Sobre o assunto dos espaços, a discussão no Círculo de Cultura levantou uma questão relevante: a quase inexistência de espaços públicos para prática de L/AM na cidade fora desses projetos de maneira gratuita. Essa reflexão foi imperativa para chegarmos à percepção da ausência de espaços públicos e gratuitos para práticas corporais de qualquer espécie na cidade. Em Lavras, existe a SELT (Secretaria de Esporte Lazer e Turismo), que administra uma praça de esporte e lazer com várias quadras esportivas, entretanto, em análise, os educandos e educandas afirmaram que ela é pouco frequentada por eles(as), pois a localidade na cidade, somada aos horários de ônibus, impossibilitam que possam usufruir do espaço, ou seja, para poderem participar de alguma prática corporal para o lazer, para saúde e outros, é necessário pagar para ter acesso a algum clube ou academia privada da cidade.

Após essa constatação, a problematização se estabeleceu em relação aos investimentos (ou a falta deles) do poder público em quanto às questões estruturais voltadas à realização de práticas corporais, mais especificamente as esportivas. Os educandos e educandas manifestaram sua indignação ao perceberem essa característica da cidade. Nesse momento da discussão em que começamos a perceber o descontentamento e a construção de uma tomada de consciência coletiva, vamos ao encontro de Paulo Freire, quando o autor afirma que:

Quem, melhor que os oprimidos, se encontrará preparado para entender o significado terrível de uma sociedade? Quem sentirá, melhor que eles, os efeitos da opressão? Quem, mais que eles, para ir compreendendo a necessidade de libertação? (Freire, 1974, pFreire P. Pedagogia do oprimido. Rio de Janeiro: Paz e Terra; 1974.. 32).

Os e as estudantes da escola em questão são da classe trabalhadora, estão em uma escola que fica na periferia da cidade. As reflexões no Círculo de Cultura transcenderam os locais de prática de Lutas/Artes Marciais de sua cidade para o tratamento dispensado aos cidadãos e cidadãs da classe trabalhadora no contexto das periferias dessa cidade. A análise profunda do “tecido social” e das relações opressivas que dele emergem, no contexto da prática educativa, parece o início de uma nova perspectiva para os rumos da educação libertadora (Brandão, 2017Brandão CR. O que é o método Paulo Freire.
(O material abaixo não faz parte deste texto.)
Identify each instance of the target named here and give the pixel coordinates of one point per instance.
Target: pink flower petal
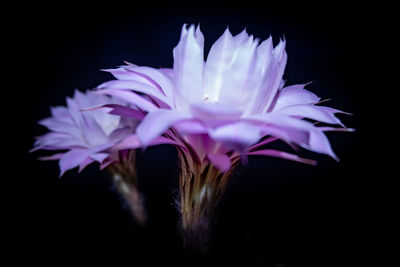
(214, 111)
(282, 154)
(72, 159)
(130, 97)
(134, 86)
(294, 95)
(157, 122)
(238, 136)
(311, 112)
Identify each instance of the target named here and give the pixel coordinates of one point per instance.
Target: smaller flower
(84, 135)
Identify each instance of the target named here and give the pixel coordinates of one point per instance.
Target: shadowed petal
(214, 111)
(72, 159)
(282, 154)
(294, 95)
(188, 67)
(134, 86)
(311, 112)
(237, 136)
(130, 97)
(157, 122)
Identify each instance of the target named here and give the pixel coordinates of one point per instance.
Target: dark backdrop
(274, 213)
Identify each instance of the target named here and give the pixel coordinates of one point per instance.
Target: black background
(274, 212)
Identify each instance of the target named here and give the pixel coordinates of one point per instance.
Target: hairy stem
(201, 188)
(124, 176)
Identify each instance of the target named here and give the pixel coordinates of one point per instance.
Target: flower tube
(219, 111)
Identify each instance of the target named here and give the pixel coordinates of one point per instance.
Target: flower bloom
(224, 106)
(86, 136)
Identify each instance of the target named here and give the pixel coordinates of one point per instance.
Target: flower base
(124, 176)
(201, 188)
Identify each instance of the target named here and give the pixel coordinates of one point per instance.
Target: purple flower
(84, 136)
(224, 106)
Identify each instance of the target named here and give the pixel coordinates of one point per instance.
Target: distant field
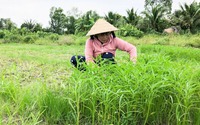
(38, 85)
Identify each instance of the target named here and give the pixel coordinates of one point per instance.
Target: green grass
(38, 85)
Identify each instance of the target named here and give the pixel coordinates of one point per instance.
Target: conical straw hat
(101, 26)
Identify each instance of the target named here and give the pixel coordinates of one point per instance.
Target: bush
(9, 38)
(162, 41)
(29, 39)
(2, 34)
(66, 40)
(53, 37)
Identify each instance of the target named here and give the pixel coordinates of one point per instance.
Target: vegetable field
(38, 85)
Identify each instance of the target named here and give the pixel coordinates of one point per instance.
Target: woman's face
(104, 37)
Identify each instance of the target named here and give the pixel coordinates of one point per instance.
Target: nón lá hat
(101, 26)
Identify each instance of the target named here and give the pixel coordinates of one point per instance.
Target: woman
(103, 43)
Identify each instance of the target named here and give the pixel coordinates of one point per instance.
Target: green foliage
(130, 30)
(38, 85)
(29, 39)
(12, 38)
(57, 20)
(53, 37)
(163, 41)
(2, 34)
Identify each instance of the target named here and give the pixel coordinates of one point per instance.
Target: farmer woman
(103, 43)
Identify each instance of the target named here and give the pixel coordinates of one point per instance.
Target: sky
(20, 11)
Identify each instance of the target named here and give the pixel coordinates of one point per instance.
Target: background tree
(84, 23)
(114, 18)
(72, 17)
(57, 20)
(154, 18)
(166, 4)
(7, 24)
(188, 17)
(132, 17)
(31, 26)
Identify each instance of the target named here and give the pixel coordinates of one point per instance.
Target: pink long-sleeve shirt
(94, 47)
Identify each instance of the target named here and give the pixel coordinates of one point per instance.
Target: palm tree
(155, 17)
(132, 17)
(188, 17)
(113, 18)
(84, 23)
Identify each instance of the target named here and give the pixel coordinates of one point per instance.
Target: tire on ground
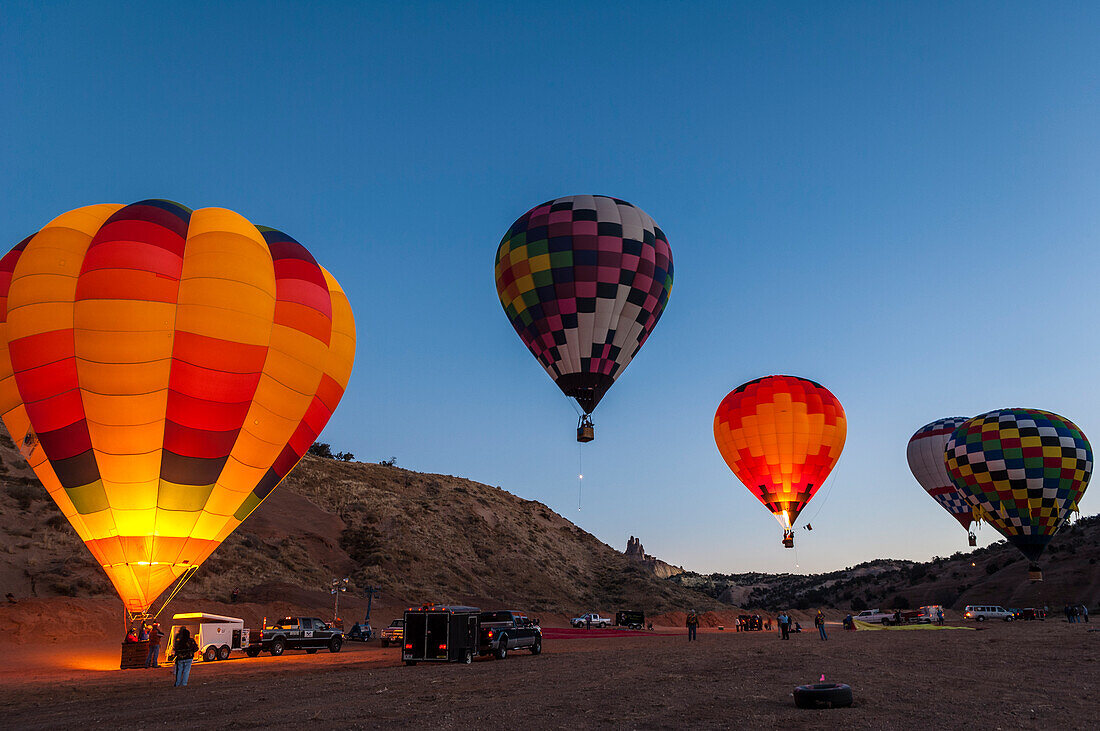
(823, 695)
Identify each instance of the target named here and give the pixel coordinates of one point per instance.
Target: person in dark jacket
(154, 644)
(184, 649)
(692, 624)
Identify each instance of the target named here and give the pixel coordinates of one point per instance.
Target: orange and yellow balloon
(163, 369)
(781, 435)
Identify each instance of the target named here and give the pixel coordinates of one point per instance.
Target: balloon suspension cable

São Paulo: Brasiliense; 2017.).

Além desse assunto, os educandos e educandas demonstraram interesse em compreender formas de aprender as Lutas/Artes Marciais, o segundo tema levantado, que fossem além dos treinamentos tradicionais. Em suas compreensões, esses treinamentos necessitariam de espaços e equipamentos adequados, os quais, nesse momento, não vislumbravam que conseguiriam obter para essa prática.

Construímos em comunhão uma sequência de aulas com o objetivo de tematizar e problematizar algumas perspectivas de ensino de L/AM. As aulas que se seguiram foram desenvolvidas em unidades de três encontros e aconteceram da seguinte forma: Primeiro Encontro: apresentação e problematização de uma L/AM específica escolhida pelos educandos e educandas em diálogo com o professor. Foram elas: Jiu-Jítsu, Karatê-do e Esgrima; Segundo Encontro: jogos de oposição de acordo com situações-problema que ajudassem a direcionar aprendizados para a Luta/Arte Marcial que havia sido tematizada na aula anterior; Terceiro Encontro: Círculo de Cultura com abordagem de temas que emergiram das duas aulas realizadas anteriormente.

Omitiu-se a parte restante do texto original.